I don't know what caused it to start, but they started being oriented more toward politics than about the people. It might have something to do with Citizens United and the funding of campaigns. They're always worried about how they're going to get re-elected.

Campaign finance law in the 1980s and '90s did a good job, but we have not remembered a lot of lessons learned.

There's also a different category of people getting elected, particularly in the House. They're not particularly well-educated in history, the government or politics. One year, there was a big influx of new people in the House, and the person that went to do an educational presentation on the budget — how it works, how it gets passed — was beside herself because they were asking questions they shouldn't have needed to ask. One of their very first days there, before that educational session, they passed a budget resolution, and they thought that because they had passed it, it had become law. They didn't get how it works.

There's some really bright, wonderful people in the House, but more and more, it's the other kind. The Senate is a very different animal. They tend to be more thoughtful, more educated (and not with just book education).

So how do you operate in a hyperpartisan environment?

We calmly talk to their staff, and we listen to their staff. We ask them questions first. We listen to what they're saying, then we drop some things that might help open their mind a bit.

Data helps. For example, the Coalition on Human Needs does a five-year chart on about 50 or 60 human-needs programs and what the funding was the past several years to show how both the amount and percentage of funding have fallen. Even in Republican offices, they're really grateful for it.

We also go in with stories. We bring in people from their home district or their home state by phone to give them perspective.

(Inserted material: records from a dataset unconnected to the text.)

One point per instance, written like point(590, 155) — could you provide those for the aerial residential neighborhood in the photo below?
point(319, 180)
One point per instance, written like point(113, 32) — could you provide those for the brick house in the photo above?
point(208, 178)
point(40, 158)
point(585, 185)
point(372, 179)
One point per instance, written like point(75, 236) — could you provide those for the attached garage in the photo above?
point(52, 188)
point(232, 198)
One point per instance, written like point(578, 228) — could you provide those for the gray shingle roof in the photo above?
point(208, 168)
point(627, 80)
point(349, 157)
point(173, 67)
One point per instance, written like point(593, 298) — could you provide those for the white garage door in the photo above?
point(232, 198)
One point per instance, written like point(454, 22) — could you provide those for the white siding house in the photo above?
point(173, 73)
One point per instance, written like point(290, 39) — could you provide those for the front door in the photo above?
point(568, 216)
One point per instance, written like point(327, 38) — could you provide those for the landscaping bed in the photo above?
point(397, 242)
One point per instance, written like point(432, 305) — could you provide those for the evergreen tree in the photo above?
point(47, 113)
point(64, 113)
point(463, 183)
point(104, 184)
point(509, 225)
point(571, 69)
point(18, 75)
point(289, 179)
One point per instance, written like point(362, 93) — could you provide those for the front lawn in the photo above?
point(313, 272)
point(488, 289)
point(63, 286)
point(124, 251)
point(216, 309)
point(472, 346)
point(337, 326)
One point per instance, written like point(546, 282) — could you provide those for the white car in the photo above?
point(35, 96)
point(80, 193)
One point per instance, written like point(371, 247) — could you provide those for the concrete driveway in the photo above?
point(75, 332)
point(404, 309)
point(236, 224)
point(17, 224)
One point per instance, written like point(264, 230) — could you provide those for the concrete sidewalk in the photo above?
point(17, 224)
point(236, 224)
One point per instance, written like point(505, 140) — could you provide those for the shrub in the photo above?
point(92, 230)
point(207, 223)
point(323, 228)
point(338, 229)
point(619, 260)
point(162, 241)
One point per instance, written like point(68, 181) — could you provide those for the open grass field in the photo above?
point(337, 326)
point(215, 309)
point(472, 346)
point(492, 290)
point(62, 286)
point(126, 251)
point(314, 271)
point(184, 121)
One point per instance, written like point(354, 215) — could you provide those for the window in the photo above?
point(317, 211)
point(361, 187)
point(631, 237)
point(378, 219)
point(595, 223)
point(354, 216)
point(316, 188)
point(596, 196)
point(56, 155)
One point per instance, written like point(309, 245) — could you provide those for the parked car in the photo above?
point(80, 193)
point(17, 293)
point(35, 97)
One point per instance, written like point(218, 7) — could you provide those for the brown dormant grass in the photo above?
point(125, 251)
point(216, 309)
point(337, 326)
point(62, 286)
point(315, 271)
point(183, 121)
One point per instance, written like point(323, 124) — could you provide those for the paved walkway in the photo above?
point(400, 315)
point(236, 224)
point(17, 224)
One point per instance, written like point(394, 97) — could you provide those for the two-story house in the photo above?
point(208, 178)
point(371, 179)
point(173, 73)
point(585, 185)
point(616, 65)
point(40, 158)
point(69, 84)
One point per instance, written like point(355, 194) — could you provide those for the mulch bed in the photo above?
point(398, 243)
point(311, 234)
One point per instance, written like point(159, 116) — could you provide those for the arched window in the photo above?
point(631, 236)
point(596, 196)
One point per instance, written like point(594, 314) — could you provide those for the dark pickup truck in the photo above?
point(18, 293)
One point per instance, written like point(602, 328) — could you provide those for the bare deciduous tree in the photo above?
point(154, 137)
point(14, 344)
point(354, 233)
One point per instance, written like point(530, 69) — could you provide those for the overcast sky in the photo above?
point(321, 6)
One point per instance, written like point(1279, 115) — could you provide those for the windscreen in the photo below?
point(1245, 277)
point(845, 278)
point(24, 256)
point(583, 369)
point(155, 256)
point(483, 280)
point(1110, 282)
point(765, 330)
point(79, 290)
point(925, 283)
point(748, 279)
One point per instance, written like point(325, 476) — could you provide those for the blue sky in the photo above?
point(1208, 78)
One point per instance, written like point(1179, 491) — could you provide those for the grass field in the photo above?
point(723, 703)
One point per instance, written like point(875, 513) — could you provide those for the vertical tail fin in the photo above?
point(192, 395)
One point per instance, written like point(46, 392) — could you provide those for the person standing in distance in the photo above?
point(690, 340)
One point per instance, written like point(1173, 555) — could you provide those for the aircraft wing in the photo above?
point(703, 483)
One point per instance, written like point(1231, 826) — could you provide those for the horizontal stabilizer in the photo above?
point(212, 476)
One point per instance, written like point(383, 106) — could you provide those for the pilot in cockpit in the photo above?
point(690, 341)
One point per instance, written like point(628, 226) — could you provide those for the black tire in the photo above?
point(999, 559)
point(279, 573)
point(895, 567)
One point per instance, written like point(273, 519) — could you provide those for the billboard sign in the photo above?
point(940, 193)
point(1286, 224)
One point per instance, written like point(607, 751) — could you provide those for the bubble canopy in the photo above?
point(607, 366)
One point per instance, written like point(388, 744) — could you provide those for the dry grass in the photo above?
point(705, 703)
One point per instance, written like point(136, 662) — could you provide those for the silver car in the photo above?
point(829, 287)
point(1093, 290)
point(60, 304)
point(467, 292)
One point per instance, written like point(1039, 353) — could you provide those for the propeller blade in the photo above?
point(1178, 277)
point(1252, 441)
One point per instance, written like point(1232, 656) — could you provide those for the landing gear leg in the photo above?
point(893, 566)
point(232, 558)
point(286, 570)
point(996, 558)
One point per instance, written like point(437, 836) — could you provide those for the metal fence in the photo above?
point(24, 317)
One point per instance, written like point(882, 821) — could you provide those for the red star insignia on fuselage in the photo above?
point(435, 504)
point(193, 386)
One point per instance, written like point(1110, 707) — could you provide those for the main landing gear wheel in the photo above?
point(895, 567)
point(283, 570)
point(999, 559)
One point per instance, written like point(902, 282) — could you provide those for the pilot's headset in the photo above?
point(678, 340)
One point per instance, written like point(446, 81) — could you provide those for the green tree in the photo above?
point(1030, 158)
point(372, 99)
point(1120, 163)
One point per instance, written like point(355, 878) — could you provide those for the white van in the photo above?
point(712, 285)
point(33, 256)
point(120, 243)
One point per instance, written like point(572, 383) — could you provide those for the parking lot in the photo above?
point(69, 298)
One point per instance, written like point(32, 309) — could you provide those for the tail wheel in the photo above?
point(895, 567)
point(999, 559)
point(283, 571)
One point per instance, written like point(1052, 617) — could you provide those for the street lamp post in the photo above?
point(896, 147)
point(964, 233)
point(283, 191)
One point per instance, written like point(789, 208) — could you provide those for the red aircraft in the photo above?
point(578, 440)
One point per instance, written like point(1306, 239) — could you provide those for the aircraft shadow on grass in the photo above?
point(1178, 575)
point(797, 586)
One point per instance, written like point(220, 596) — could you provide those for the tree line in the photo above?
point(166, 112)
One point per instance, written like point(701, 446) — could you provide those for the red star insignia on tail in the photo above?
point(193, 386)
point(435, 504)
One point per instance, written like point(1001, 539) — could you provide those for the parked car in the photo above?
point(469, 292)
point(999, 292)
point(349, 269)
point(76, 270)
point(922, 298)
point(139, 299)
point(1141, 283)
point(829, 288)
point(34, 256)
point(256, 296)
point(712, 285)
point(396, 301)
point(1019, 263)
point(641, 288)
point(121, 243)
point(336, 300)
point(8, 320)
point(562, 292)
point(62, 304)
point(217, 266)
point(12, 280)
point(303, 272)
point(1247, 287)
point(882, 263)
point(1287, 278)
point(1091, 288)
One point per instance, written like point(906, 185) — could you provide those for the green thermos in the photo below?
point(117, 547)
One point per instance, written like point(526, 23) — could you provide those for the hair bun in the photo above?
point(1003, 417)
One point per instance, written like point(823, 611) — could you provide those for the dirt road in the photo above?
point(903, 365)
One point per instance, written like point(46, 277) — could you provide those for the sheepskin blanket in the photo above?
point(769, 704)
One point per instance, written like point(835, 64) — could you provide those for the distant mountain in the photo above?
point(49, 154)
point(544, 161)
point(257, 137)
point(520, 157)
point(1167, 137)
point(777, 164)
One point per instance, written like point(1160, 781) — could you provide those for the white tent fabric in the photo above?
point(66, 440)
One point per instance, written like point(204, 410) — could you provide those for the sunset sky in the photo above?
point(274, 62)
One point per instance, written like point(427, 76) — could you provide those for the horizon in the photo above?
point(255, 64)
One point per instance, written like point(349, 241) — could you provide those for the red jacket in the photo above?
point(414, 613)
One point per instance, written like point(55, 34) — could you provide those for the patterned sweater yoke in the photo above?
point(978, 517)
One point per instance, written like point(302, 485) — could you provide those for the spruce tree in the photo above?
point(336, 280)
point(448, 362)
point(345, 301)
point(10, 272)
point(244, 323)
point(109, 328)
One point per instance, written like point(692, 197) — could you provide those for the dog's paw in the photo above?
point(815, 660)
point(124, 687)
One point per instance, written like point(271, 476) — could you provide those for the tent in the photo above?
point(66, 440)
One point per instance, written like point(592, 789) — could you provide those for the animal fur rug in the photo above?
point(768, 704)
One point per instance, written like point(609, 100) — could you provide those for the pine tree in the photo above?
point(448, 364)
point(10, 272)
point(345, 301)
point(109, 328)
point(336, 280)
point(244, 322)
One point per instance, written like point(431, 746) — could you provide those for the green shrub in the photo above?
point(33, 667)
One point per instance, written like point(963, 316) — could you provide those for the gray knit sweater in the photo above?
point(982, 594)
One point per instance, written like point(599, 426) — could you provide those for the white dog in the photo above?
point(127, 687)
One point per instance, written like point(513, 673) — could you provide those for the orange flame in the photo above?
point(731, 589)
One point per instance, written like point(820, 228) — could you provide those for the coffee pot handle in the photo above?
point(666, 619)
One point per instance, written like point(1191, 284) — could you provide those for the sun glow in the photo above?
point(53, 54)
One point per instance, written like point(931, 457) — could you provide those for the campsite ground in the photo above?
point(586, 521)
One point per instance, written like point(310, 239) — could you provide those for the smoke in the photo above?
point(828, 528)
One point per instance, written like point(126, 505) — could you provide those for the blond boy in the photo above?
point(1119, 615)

There are a lot of things Republicans do that are very good things, and I try to be very cognizant of that and raise it whenever it's appropriate. The people I meet with are often really, really smart and caring, and they're often working for another way to solve the problem. I make it a point, whether it's a Democrat or Republican, to have something positive to say about what the legislator is doing.

Do they see you as partisan, especially when so many of the policies you advocate for are embraced by the Democrats and rejected by Republicans?

There's some really good things coming out of both sides of the aisle, so I've made a point in my writing to never use the terms Republican or Democrat. I may say "the party in majority," but that's as close as I come.

If people are saying, "Everything you're for is what the Democrats are for," I say, "Let's look at who the people are who get Supplemental Nutrition Assistance Program [SNAP] benefits and why they get them," and I'm able to share stories and information about that. I don't care which party is for or against it. I care about the people.

I was working on the project of having sisters write letters to House Speaker Paul Ryan, but working on mine is giving me pause because I have a great deal of respect for Paul Ryan, but I also need to say some things to him. I think we both want the same things, but he has allowed himself to read and study people who are leading him astray.

What is it about lobbying that fascinates you? Most people have a very negative view of lobbyists.

I look at how Network started. There was a number of women religious working in all these shelters and food programs, and they got together and said, "We can do this all our lives, and it's not going to solve the problem."

There's a limit to what service work can accomplish as long as policy is working against it. There's an old story about people who keep finding bodies in the river, and they never stop pulling the bodies out because they never ask who's throwing them in upstream. That's a lot of what we're dealing with.

But it's been a very good 13-year run, it really has. I've been doing this kind of thing for a long, long time, but it takes legislation, activism, organization and prayer, and we're not going to have change unless we do all of them.